One interesting thing from that is that on page 126 of this (http://www.atf.gov/publications/download/p/atf-p-5300-4.pdf) you can see that an out of state college attendee can be a resident of both states.

-Gene

wildhawker
12-26-2009, 2:43 PM
One of my favorite not-often-mentioned cases.

aermotor
02-22-2010, 1:22 AM
Great thread. This is exactly what I was looking for as I am in a similar boat with the OP (Born in Denver, moved and live in LA now. Parents have a house in CO and I travel quite a bit, would like to make it a dual residency, get CCW, buy guns to have in both states, etc).

Good, different points being made as well. I'll have to look into it further. Thanks everyone.

GearHead: What county do you live in?

dantodd
02-22-2010, 1:30 AM
What/when is next action on this suit?

wildhawker
02-22-2010, 1:46 AM
What/when is next action on this suit?

It was dismissed by Judge Robertson on January 5, 2010 (https://ecf.dcd.uscourts.gov/cgi-bin/show_public_doc?2009cv0587-10) due to lack of standing.

dantodd
02-22-2010, 1:52 AM
It was dismissed by Judge Robertson on January 5, 2010 (https://ecf.dcd.uscourts.gov/cgi-bin/show_public_doc?2009cv0587-10) due to lack of standing.

So off to the Circuit?

Gray Peterson
02-22-2010, 4:35 AM
So off to the Circuit?

You mean the United States Court of Appeals for the District of Columbia Circuit?

I would presume so. I'm willing to bet Alan's a little busy prepping for the most important civil rights case in nearly 140 years (http://en.wikipedia.org/wiki/McDonald_v._Chicago) and will file an appeal as soon as the oral arguments are done. I believe it's 90 days to file an appeal to the CoA.

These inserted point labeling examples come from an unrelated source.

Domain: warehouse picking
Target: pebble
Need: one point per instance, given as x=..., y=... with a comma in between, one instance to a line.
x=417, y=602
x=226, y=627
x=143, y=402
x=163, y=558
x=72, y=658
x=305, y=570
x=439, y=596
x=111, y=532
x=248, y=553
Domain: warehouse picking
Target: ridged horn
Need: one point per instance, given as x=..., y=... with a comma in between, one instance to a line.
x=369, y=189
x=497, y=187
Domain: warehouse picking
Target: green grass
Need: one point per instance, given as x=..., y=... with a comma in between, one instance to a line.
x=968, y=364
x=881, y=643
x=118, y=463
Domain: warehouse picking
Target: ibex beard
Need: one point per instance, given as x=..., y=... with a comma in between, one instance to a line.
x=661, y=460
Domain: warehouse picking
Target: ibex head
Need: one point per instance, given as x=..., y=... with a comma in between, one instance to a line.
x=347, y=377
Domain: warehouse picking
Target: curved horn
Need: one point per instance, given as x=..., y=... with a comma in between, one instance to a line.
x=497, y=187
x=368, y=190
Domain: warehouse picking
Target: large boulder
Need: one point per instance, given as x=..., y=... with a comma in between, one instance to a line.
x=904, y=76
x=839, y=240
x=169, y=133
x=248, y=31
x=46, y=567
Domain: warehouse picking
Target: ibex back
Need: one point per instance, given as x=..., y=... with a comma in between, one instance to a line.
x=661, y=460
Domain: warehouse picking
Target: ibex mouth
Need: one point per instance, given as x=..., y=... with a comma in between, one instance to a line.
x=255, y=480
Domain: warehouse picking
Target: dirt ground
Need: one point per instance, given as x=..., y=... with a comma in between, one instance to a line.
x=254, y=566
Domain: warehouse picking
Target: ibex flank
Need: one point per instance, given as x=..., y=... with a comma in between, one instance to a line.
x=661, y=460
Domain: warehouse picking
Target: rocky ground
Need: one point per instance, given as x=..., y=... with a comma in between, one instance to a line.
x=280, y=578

That's the only unfortunate thing about him: He is only one guy, though he has a lot of "little helpers", and post McDonald, he is going to have a lot more of them.

GearHead
02-22-2010, 9:15 AM
Great thread. This is exactly what I was looking for as I am in a similar boat with the OP (Born in Denver, moved and live in LA now. Parents have a house in CO and I travel quite a bit, would like to make it a dual residency, get CCW, buy guns to have in both states, etc).

Good, different points being made as well. I'll have to look into it further. Thanks everyone.

GearHead: What county do you live in?

Jefferson.

dantodd
02-22-2010, 9:51 AM
You mean the United States Court of Appeals for the District of Columbia Circuit?

I would presume so. I'm willing to bet Alan's a little busy prepping for the most important civil rights case in nearly 140 years (http://en.wikipedia.org/wiki/McDonald_v._Chicago) and will file an appeal as soon as the oral arguments are done. I believe it's 90 days to file an appeal to the CoA.

That's the only unfortunate thing about him: He is only one guy, though he has a lot of "little helpers", and post McDonald, he is going to have a lot more of them.

yes, I meant the D.C. Circuit Court, as opposed to what other circuit I can't imagine.

Pretty familiar with McDonald, thanks.